# DBLP Data Profiling & Analysis

**Team Member:** Truc Le (Data Engineering)  
**Date:** December 1, 2025

## Overview

This notebook performs comprehensive data profiling and generates figures/tables for the final report:

1. Load cleaned datasets from ETL pipeline
2. Generate statistical summaries and visualizations
3. Perform data quality analysis
4. Create publication-ready figures and tables
5. Export results for report

---

In [None]:
# Import libraries
import pandas as pd
import numpy as np
import matplotlib.pyplot as plt
import seaborn as sns
from pathlib import Path
import json

# Set style for publication-quality figures
plt.style.use('seaborn-v0_8-darkgrid')
sns.set_palette("husl")
plt.rcParams['figure.figsize'] = (12, 6)
plt.rcParams['font.size'] = 11
plt.rcParams['axes.titlesize'] = 14
plt.rcParams['axes.labelsize'] = 12

# Create directories
FIGURES_DIR = Path("../figures")
TABLES_DIR = Path("../tables")
FIGURES_DIR.mkdir(exist_ok=True)
TABLES_DIR.mkdir(exist_ok=True)

print("✓ Libraries loaded")
print(f"Figures will be saved to: {FIGURES_DIR.absolute()}")
print(f"Tables will be saved to: {TABLES_DIR.absolute()}")

## 1. Load Datasets

In [None]:
# Load all tables
DATA_DIR = Path("../data/parquet")

papers = pd.read_parquet(DATA_DIR / 'papers')
authorships = pd.read_parquet(DATA_DIR / 'authorships')
citations = pd.read_parquet(DATA_DIR / 'citations')
coauthorships = pd.read_parquet(DATA_DIR / 'coauthorships')

# Summary statistics
summary_stats = {
    "Table": ["Papers", "Authorships", "Citations", "Coauthorships"],
    "Records": [len(papers), len(authorships), len(citations), len(coauthorships)],
    "Columns": [len(papers.columns), len(authorships.columns), len(citations.columns), len(coauthorships.columns)],
    "Size (MB)": [
        papers.memory_usage(deep=True).sum() / 1024**2,
        authorships.memory_usage(deep=True).sum() / 1024**2,
        citations.memory_usage(deep=True).sum() / 1024**2,
        coauthorships.memory_usage(deep=True).sum() / 1024**2
    ]
}

summary_df = pd.DataFrame(summary_stats)
print(summary_df.to_string(index=False))

# Save table for report
summary_df.to_csv(TABLES_DIR / "table1_dataset_summary.csv", index=False)
summary_df.to_latex(TABLES_DIR / "table1_dataset_summary.tex", index=False)
print(f"\n✓ Table 1 saved to {TABLES_DIR}")

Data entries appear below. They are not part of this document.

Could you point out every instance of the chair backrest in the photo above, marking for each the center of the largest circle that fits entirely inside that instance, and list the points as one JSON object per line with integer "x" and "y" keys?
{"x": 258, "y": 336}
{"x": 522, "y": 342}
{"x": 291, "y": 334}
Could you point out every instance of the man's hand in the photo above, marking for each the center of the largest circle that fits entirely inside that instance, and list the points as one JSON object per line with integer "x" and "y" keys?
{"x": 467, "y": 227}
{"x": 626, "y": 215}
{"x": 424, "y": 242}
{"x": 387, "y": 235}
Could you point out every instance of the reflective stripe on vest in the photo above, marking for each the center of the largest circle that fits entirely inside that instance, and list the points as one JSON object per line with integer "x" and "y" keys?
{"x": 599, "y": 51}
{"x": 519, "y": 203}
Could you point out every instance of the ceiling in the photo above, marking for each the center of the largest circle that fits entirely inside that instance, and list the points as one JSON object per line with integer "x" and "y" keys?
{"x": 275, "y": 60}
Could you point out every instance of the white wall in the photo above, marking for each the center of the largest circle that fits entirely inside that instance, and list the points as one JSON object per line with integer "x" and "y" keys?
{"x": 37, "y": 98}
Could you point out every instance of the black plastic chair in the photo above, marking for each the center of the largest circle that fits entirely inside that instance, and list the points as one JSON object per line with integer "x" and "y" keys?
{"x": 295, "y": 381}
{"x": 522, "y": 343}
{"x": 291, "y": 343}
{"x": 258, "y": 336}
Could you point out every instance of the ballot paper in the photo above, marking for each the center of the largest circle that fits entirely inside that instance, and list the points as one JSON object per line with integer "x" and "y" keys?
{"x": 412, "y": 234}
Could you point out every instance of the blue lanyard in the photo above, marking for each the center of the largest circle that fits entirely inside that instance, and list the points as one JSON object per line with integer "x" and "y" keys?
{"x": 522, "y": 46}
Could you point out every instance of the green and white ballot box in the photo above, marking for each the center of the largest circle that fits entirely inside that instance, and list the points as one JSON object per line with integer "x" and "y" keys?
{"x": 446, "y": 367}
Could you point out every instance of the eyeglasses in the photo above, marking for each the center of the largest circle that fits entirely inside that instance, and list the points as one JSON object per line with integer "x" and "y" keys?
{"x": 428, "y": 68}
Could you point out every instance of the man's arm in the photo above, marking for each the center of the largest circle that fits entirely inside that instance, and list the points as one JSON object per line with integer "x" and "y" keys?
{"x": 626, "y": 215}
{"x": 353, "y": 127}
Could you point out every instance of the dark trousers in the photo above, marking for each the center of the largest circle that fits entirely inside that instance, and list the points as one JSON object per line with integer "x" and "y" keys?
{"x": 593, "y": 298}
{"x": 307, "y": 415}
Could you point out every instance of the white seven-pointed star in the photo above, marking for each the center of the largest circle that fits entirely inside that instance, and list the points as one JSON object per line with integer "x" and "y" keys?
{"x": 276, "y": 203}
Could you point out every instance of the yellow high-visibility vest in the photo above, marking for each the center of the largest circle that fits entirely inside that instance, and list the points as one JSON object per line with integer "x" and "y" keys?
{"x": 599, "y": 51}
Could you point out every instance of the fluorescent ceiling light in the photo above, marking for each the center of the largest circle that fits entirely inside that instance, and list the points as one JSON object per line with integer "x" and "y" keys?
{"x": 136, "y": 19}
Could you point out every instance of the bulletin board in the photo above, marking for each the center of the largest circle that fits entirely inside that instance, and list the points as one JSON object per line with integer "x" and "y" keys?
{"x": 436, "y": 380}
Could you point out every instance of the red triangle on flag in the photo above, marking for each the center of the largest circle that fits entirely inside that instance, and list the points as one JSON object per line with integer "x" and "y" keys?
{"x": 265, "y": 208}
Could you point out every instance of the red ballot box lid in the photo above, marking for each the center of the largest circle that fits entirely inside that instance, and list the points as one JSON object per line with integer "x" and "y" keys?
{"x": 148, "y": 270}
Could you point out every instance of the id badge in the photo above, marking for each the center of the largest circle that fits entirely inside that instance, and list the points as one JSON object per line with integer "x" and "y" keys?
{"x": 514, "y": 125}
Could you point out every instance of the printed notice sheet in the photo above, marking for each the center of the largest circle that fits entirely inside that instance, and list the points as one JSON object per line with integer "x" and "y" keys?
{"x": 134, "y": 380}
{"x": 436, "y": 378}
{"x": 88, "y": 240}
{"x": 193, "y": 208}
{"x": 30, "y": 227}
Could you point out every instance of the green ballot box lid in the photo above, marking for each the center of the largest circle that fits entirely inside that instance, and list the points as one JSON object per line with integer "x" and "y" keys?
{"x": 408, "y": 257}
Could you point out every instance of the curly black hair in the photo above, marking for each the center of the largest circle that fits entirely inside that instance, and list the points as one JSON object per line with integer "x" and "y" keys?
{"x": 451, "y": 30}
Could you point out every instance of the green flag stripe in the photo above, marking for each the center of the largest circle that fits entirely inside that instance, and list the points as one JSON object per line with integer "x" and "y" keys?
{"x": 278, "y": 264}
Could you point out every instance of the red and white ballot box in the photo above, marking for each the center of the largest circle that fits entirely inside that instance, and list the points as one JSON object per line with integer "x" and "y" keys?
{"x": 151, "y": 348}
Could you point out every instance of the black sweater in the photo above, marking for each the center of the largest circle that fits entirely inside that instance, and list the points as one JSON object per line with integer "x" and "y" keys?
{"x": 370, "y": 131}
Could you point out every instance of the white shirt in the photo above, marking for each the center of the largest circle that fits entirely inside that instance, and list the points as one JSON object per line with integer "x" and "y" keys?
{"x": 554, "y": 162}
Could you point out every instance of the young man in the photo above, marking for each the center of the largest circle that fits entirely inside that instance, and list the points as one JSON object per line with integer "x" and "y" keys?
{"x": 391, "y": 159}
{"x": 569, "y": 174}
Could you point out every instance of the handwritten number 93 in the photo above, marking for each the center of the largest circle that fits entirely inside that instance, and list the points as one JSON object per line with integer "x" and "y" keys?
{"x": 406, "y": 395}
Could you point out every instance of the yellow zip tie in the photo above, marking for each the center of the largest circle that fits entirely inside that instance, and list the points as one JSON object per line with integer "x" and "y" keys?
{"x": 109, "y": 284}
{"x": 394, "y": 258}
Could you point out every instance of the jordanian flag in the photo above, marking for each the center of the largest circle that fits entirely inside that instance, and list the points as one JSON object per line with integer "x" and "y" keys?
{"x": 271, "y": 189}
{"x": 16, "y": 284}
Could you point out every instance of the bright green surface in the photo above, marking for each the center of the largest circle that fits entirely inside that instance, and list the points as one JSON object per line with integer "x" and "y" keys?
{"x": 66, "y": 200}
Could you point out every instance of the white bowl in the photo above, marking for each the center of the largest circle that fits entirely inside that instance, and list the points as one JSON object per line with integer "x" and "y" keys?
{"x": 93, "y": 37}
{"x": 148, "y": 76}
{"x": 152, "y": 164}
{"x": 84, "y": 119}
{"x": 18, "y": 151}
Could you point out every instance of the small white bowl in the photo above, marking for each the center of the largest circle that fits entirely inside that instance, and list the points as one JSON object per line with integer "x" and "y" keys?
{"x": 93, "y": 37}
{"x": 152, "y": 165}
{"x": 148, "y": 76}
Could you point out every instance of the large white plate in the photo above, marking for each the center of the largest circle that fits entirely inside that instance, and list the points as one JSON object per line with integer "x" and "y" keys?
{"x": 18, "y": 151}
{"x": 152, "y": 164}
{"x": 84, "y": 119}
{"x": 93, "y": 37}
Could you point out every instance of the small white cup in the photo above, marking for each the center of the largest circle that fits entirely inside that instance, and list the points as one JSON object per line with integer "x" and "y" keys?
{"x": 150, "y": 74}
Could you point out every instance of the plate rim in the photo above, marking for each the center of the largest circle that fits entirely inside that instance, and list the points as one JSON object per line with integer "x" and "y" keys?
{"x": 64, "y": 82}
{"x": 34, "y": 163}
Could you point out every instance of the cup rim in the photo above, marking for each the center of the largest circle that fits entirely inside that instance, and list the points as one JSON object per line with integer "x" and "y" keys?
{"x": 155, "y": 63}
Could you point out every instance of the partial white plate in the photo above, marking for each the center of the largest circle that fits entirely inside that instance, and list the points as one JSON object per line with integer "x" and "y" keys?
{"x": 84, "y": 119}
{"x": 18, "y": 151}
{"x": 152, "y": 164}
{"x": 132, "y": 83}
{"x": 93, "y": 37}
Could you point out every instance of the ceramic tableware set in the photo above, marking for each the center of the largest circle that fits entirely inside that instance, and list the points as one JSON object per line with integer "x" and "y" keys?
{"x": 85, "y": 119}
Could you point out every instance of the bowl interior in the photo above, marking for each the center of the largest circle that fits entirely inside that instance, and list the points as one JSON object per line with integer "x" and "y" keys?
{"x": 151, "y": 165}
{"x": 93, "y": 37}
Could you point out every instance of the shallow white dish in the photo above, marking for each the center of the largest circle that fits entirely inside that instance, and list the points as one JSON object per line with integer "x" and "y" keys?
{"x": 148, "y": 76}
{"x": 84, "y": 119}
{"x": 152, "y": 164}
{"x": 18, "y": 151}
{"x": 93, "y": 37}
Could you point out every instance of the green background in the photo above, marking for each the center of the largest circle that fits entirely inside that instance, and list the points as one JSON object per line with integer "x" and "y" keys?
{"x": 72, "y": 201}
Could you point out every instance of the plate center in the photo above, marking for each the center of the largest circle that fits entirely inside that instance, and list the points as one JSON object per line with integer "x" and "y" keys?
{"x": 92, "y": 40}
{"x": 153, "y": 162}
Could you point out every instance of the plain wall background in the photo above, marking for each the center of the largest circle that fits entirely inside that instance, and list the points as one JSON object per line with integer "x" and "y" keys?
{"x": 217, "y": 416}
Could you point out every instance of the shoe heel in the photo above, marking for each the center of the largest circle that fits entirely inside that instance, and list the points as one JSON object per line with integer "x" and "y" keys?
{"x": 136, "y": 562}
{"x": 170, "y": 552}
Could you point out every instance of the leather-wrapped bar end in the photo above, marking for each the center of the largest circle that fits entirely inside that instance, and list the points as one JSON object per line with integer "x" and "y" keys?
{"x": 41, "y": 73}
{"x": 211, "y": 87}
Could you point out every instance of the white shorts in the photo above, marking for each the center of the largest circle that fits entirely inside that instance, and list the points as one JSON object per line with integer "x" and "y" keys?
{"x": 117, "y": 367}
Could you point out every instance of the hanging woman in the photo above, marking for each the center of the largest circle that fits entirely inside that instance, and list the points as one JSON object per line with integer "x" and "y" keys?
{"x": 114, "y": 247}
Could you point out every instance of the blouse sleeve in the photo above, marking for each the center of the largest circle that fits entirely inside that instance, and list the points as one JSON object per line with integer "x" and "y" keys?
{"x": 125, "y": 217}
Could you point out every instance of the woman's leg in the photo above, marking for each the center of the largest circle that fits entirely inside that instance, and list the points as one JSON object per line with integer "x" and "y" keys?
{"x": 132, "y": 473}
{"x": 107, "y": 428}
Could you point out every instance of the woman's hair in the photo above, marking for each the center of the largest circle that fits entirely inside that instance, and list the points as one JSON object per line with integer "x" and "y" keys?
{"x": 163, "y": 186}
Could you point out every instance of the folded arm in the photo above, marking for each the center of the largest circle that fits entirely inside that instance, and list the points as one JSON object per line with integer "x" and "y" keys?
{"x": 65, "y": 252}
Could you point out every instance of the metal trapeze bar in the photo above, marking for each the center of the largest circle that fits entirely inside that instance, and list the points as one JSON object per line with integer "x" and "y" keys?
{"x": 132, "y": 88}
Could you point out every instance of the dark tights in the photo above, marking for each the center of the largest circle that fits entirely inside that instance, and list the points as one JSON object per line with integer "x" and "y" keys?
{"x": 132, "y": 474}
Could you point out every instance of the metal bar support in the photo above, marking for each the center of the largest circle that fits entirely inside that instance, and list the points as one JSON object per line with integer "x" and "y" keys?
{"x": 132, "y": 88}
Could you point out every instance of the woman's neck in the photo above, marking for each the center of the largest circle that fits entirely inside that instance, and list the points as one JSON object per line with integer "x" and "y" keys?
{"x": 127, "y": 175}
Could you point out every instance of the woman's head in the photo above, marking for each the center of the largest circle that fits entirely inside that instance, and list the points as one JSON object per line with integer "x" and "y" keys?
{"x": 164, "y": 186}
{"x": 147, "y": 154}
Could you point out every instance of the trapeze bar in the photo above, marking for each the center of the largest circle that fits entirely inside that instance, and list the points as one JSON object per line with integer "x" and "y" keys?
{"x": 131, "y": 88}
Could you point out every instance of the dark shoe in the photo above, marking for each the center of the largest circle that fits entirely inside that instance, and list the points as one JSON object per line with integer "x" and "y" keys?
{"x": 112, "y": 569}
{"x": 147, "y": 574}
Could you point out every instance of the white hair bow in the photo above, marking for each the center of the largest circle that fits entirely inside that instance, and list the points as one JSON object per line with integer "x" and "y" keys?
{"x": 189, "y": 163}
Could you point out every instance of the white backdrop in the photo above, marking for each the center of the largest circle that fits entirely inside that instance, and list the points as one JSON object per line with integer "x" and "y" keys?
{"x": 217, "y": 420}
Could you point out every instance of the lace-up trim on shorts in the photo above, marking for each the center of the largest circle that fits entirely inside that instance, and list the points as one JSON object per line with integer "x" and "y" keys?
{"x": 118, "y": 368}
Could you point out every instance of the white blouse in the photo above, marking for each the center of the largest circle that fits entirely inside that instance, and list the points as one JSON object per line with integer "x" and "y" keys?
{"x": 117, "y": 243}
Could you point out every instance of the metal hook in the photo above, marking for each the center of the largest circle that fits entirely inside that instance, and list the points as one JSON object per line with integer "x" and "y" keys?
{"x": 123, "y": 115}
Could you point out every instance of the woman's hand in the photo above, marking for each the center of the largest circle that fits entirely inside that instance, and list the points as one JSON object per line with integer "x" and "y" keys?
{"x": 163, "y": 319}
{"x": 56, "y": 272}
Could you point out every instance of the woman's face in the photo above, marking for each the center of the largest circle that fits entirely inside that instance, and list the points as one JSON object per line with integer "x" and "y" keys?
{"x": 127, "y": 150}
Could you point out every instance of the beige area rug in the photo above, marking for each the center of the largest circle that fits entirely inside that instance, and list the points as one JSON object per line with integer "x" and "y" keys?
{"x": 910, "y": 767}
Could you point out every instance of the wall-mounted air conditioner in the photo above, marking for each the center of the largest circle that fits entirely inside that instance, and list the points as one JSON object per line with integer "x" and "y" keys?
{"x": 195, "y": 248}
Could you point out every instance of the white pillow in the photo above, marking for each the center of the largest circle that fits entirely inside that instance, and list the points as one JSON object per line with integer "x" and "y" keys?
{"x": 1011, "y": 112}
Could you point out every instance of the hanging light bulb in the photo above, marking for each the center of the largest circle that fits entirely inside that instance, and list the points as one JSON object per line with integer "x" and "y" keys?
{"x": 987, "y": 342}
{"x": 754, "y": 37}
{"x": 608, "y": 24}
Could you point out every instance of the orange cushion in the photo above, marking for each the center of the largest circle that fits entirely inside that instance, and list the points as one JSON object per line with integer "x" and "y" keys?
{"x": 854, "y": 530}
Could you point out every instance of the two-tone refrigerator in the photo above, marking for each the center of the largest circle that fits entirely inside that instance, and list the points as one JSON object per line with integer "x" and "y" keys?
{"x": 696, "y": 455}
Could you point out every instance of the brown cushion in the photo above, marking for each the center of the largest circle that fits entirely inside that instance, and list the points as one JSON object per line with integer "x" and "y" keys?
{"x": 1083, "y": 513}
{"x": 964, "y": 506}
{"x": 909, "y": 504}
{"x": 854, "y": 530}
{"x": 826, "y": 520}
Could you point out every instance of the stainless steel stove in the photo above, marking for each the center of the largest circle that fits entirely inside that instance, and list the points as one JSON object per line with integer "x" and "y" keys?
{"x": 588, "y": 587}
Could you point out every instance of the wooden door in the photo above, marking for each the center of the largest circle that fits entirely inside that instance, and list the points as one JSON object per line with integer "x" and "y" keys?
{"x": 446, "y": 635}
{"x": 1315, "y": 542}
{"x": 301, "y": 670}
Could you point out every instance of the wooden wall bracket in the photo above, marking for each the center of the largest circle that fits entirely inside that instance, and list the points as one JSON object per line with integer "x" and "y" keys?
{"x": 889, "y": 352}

## 2. Temporal Analysis - Publications Over Time

In [None]:
# Publications by year
papers_by_year = papers.dropna(subset=['year']).groupby('year').size().reset_index(name='count')

fig, ax = plt.subplots(figsize=(14, 6))
ax.bar(papers_by_year['year'], papers_by_year['count'], color='steelblue', alpha=0.7)
ax.set_xlabel('Publication Year')
ax.set_ylabel('Number of Papers')
ax.set_title('DBLP Publications Over Time')
ax.grid(axis='y', alpha=0.3)
plt.tight_layout()
plt.savefig(FIGURES_DIR / 'fig1_publications_over_time.png', dpi=300, bbox_inches='tight')
plt.savefig(FIGURES_DIR / 'fig1_publications_over_time.pdf', bbox_inches='tight')
plt.show()

print(f"✓ Figure 1 saved to {FIGURES_DIR}")
print(f"\nPublications by decade:")
papers['decade'] = (papers['year'] // 10 * 10).astype('Int64')
decade_counts = papers.dropna(subset=['decade']).groupby('decade').size()
print(decade_counts)

## 3. Citation Analysis

In [None]:
# Compute in-degree (papers being cited)
citation_counts = citations.groupby('dst_id').size().reset_index(name='citation_count')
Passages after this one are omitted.